Eine Form von „Plan C“ – ein Leistungsschalter oder strengere Beschränkungen – könnte notwendig sein, wenn Omicron beginnt, den NHS ernsthaft zu stören, aber es gibt eindeutig wenig politischen Appetit auf eine vierte nationale Sperrung.

Sage-Berater bleiben jedoch unmissverständlich in ihrer Forderung nach strengeren Bordsteinen, wobei der einflussreiche Professor Neil Ferguson vom Imperial College London offen die Möglichkeit für mehrere Wochen in Betracht zieht.

Noch bevor Omicron begann, seinen finsteren Schatten über die ganze Welt zu werfen, blickten viele Briten bereits ängstlich auf den Kontinent, als Österreich und die Niederlande als Reaktion auf die steigenden Fälle von Covid-19 wieder Ausgangssperren einführten.

Die Weltgesundheitsorganisation (WHO) hatte gesagt, sie sei „sehr besorgt“ über die Ausbreitung in Europa und warnte davor, dass bis März 700.000 weitere Todesfälle verzeichnet werden könnten, wenn nicht dringend gehandelt wird, was die Gesamtzahl seit Beginn der Pandemie auf 2,2 Millionen erhöht.

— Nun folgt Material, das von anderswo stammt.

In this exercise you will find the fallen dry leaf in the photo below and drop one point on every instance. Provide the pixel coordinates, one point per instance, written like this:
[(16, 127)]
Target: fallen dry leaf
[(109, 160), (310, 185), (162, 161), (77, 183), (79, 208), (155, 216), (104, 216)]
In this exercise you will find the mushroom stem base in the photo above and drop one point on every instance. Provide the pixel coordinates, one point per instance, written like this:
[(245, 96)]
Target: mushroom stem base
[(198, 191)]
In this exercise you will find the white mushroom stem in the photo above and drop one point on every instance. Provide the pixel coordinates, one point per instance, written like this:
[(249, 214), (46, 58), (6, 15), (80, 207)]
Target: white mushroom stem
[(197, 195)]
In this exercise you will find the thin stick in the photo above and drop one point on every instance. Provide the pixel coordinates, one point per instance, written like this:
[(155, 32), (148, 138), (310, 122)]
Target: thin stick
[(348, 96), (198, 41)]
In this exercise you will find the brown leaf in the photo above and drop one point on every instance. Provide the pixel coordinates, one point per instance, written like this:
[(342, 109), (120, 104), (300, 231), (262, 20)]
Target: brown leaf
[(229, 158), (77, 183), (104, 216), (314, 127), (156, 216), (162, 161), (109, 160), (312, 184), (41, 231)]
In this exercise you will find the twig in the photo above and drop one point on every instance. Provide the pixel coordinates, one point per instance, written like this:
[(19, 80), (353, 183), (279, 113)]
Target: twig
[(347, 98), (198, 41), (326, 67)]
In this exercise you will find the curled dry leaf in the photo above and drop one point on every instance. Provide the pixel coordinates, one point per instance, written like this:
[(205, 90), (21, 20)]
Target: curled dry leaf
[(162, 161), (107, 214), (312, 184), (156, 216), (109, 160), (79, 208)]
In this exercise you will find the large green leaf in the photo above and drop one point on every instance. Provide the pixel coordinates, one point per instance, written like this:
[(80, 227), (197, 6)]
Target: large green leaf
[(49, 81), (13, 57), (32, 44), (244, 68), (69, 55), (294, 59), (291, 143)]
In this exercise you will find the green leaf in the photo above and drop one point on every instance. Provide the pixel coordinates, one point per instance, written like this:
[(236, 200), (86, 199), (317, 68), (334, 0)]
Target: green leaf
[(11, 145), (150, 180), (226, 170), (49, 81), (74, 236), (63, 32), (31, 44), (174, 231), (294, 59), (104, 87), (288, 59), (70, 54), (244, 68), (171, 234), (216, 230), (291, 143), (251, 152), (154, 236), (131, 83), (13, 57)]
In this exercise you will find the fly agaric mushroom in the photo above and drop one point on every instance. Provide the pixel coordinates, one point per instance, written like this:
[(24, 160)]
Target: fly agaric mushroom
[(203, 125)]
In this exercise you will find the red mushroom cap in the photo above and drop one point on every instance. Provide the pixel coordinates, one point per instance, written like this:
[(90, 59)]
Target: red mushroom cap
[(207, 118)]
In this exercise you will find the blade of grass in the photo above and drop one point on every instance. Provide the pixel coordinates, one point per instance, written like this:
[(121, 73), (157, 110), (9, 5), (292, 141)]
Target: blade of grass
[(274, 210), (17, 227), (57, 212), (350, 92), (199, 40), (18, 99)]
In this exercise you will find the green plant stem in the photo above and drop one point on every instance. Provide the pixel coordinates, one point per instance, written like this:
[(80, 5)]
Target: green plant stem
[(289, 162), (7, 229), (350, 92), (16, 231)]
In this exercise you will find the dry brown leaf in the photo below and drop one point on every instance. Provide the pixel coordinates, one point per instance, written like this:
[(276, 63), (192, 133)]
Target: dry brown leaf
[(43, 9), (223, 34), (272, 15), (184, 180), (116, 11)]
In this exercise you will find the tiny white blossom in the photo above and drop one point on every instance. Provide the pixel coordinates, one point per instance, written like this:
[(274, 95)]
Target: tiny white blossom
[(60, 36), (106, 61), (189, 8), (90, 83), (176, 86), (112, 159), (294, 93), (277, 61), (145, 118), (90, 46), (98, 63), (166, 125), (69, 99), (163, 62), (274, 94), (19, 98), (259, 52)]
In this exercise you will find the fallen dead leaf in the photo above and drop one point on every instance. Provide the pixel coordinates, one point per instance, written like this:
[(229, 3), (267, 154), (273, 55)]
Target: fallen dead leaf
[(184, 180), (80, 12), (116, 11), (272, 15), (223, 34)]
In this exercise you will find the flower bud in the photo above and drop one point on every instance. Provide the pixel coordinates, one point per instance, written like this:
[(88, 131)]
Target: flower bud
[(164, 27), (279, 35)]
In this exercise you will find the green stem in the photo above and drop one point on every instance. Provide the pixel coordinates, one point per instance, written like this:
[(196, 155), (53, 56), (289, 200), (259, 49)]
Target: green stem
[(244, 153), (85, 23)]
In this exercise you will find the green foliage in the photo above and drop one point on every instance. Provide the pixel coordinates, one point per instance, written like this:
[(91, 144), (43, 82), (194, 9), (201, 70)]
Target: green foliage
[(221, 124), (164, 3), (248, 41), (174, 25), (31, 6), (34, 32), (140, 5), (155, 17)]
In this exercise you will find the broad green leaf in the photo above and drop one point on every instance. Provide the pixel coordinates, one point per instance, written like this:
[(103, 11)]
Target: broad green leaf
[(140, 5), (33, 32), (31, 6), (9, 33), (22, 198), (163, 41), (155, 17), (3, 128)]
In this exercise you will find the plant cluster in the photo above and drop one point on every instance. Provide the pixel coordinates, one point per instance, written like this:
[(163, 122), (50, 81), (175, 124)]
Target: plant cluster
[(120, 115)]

Vor den jüngsten besorgniserregenden Entwicklungen, die durch die neueste Variante ausgelöst wurden, war die Regierung von Herrn Johnson trotz konstant hoher Fallzahlen sehr zurückhaltend gewesen, Beschränkungen überhaupt wieder einzuführen.

Während die Impfstoffe die Sterblichkeitsraten seit dem Frühjahr konstant niedrig gehalten haben, blieben die Infektionsraten konstant hoch und bewegten sich typischerweise um die 40.000-pro-Tag-Marke, waren aber in den letzten Tagen mehr als doppelt so hoch.

Herr Johnson könnte auch besorgt sein, dass weitere Beschränkungen zu sozialer Unordnung führen könnten, nachdem er gesehen hat, wie Anti-Lockdown-Proteste – einige davon gewalttätig – in Österreich, den Niederlanden, Belgien, der Schweiz, Dänemark, Italien und Kroatien ausgebrochen sind.